By Yoshihiro Tatsumi
Publisher: Drawn & Quarterly
ISBN: 978-1-77046-078-2
In the world of Japanese manga, Yoshihiro Tatsumi was a pioneer of the craft and is largely over-looked now in the country of his birth where there is a constant focus on the new. Us westerners still have a lot to learn and discover about Japanese comics, so it’s gratifying that Drawn & Quarterly are taking the trouble to collect his work and make it available to an English-speaking audience.
This particular volume focuses on some of Tatsumi’s short-stories, originally created around 1971. They’re not a jolly read by any means, and show a bleaker, darker side to life in Japan, in some cases still haunted by the events of the second world war.

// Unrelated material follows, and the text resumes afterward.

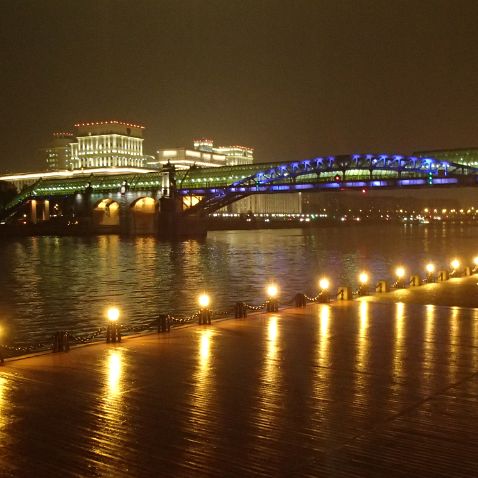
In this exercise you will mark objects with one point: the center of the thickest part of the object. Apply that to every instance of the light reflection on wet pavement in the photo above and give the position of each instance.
(354, 389)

The first tale is very much about this, featuring a military journalist who photographs a ghostly silhouette of a mother and son’s shadow, etched into the wall by the flash of the Hiroshima bomb. He believes the son is massaging the tired shoulders of his mother and the blast caught them unawares, making it a poignant and powerful moment in time and it rockets him into the limelight as the nation takes the photo to heart. However, when the photo turns out to have captured a very different moment, the photographer finds his reputation threatened.
In another tale a woman remains faithful to her rogue of a man while he’s incarcerated, getting by as a hostess in a bar and having to suffer the daily drunken and lecherous punters. For four years she waits and is faithful to him, but on the day before her man’s release she realises what a fool she’s been to hold out for such a despicable character and ends up avenging the matter in the only way she knows how.
There’s little redemption or hope displayed in these tales, but the cultural and historical differences make this a fascinating and captivating collection. If modern manga isn’t quite your cup of tea then you may well find this more to your taste.
And if you liked that: Look up a copy of Barefoot Gen.